[Beowulf] [jak at uiuc.edu: Re: [APPL:Xgrid] [Xgrid] Re: megaFlops per Dollar? real world requirements]
Eugen Leitl
eugen at leitl.org
Sun May 15 04:28:03 PDT 2005
----- Forwarded message from "Jay A. Kreibich" <jak at uiuc.edu> -----
From: "Jay A. Kreibich" <jak at uiuc.edu>
Date: Sat, 14 May 2005 01:08:51 -0500
To: xgrid-users at lists.apple.com
Subject: Re: [APPL:Xgrid] [Xgrid] Re: megaFlops per Dollar? real world
requirements
User-Agent: Mutt/1.4.2.1i
Reply-To: jak at uiuc.edu
On Thu, May 12, 2005 at 01:45:45PM -0500, Jay A. Kreibich scratched on the wall:
> IPoFW performance is very very low. Expect 100Mb Ethernet (yes,
> that's "one hundred") to provide better performance than 400Mb FW.
> There was a big discussion about this many months ago that led to
> Apple removing any referneces to IPoFW from their Xserve and cluster
> web pages. The utilization difference is that big.
Since it appears that there are members on this list that disagree
with me and would rather cuss at me in private than have an
intelligent, rational discussion with the whole group. Since they
choose harsh language over running a few simple bandwidth tests,
I did that myself (numbers below), and will direct my a few comments
at the group as a whole. Maybe others can contribute some meaningful
comments. If you disagree with me, at least do it in public.
> While the raw bandwidth numbers for FireWire are higher, the FireWire
> MAC layer is designed around block transfers from a disk, tape, or
> similar device.
First off, let's be sure we're all on the same page. The original
question was about the use of Xgrid over FireWire based networks.
Since Xgrid runs on top of BEEP over TCP/IP, the question really
boils down to one of performance of IP over FireWire-- e.g., IPoFW.

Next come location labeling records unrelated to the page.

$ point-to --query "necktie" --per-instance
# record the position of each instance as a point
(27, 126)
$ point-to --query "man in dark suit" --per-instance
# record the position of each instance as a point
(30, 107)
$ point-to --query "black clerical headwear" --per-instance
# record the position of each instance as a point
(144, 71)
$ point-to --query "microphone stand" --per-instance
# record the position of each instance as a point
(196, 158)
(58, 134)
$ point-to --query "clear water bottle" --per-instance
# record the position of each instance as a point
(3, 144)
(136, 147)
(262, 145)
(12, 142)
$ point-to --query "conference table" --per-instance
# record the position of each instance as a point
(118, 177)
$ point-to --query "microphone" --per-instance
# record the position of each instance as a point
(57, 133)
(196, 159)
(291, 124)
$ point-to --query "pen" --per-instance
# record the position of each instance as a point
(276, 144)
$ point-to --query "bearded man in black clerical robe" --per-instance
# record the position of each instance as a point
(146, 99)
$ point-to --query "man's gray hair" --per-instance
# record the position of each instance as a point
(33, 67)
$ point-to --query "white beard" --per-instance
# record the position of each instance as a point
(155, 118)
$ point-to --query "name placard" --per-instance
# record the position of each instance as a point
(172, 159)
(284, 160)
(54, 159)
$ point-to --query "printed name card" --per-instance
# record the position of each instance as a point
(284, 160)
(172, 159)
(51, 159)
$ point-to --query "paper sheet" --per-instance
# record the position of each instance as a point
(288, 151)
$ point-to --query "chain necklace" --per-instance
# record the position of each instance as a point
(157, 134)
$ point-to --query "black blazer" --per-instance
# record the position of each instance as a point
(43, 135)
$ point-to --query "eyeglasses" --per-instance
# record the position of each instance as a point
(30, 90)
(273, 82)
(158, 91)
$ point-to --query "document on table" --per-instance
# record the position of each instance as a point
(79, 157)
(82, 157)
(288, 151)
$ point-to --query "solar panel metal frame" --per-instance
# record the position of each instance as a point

It is important to understand that this is not an encapsulation of
an Ethernet stream on the FireWire link, or some other more traditional
networking technology, but actually running FireWire as the Layer-2
transport for IP. RFC-2734 explains how this is done.
<http://www.rfc-editor.org/rfc/rfc2734.txt>
The problem with IPoFW is that FireWire is designed as an
infrastructure interconnect, not a networking system. It has a lot
more in common with systems like SCSI, HiPPI, and Fibre Channel
than it does with systems like Ethernet.
Since every major networking technology of the last 30 years has been
frame/package or cell based (and even cell is getting more and more
rare), it shouldn't be a big shock that most traditional networking
protocols (e.g. IP) are designed and tuned with these types of physical
transport layers in mind. While FireWire is much better at large
bulk transfers, it is not so hot at moving lots of very small data
segments around, such as individual IP packets.
In many ways, it is like the difference between a fleet of large
trucks and a train of piggy-back flat cars. Both are capable of
transporting the same basic unit of data, but each is designed around
a different set of requirements. Each has its strength and weakness,
depending on what you are trying to do. If you're trying to move
data en mass from a disk (or video camera) to a host system, the
train model will serve you much better. The connection setup is
expensive, but the per-unit costs are low assuming a great number of
units. If, on the other hand, you're trying to download data from
the web, the truck model is a better deal. The per-unit costs are a
bit higher, but the system remains fairly efficient with lower
numbers of units since the connection setup is much less.
So if you hook two machines together with a FireWire cable, put
one of those machines into "target disk" mode, and start to copy
files back and forth, I would expect you get really good performance.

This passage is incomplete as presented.